A family from Canada paid a special visit to Victoria Tower in August 2014 and were shown round by Julian Brown, the Castle Hill warden. Trena Hollands is a great granddaughter of Charles T Clough and visited with her husband, Ken and their daughter, Violet, to see his memorial which was placed on the top of Victoria Tower by his daughter. The brass memorial plate is in the form of a directional dial showing distances from Castle Hill to local viewpoints. The memorial plate also records the height of the tower at 990 feet.
Charles Clough was born and brought up in Huddersfield and became a very well-respected geologist. His father was a solicitor and town clerk in Huddersfield and his son received a good education, gaining a degree in natural sciences from Cambridge in 1874. When Charles was 23 in 1875 he joined the British Geological Survey, working for most of his life in the north Pennines and in Scotland. He surveyed the Highlands of Scotland, deciphering some of the geological problems in very ancient rocks and was recognised as a superb field geologist. His death at 64 followed an unfortunate accident. Clough was surveying rocks in a narrow railway cutting and did not hear an approaching train because of his slight deafness.

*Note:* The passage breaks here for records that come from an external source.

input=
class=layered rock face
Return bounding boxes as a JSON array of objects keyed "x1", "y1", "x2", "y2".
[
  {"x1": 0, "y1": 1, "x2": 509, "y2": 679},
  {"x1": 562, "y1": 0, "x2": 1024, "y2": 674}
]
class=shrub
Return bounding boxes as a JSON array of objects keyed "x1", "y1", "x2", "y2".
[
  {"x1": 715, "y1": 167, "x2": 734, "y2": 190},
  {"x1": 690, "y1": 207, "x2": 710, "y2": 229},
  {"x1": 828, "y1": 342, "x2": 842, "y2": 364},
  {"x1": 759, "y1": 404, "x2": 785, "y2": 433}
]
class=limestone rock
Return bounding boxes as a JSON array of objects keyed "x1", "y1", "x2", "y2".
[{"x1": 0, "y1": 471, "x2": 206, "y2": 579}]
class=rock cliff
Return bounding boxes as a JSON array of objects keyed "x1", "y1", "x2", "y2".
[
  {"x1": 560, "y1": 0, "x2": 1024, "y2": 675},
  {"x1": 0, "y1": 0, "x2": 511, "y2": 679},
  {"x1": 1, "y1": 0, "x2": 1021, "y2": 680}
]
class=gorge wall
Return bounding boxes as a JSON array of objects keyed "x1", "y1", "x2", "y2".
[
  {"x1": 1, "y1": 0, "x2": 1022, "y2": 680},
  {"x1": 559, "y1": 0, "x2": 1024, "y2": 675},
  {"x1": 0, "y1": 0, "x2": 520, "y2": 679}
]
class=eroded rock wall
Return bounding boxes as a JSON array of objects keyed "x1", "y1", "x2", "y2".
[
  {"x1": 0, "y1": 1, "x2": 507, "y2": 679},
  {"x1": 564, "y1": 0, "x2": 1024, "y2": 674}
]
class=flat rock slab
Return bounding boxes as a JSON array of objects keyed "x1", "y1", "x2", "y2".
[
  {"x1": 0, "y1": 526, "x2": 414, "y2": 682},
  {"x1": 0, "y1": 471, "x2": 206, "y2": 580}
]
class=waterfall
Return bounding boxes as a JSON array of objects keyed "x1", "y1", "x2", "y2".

The family travelled on to Edinburgh where they met members of the British Geological Survey and the Edinburgh Geological Society. Charles Clough’s field note books and other memorabilia were displayed to show the importance of his geological research. His widow donated £1000 in 1934 to the Edinburgh Geological Society to provide a medal which is awarded annually to promote the study of the geology of Scotland and the north of England.
Following on from the visit, the Huddersfield Examiner carried an article about the visit and C. T. Clough.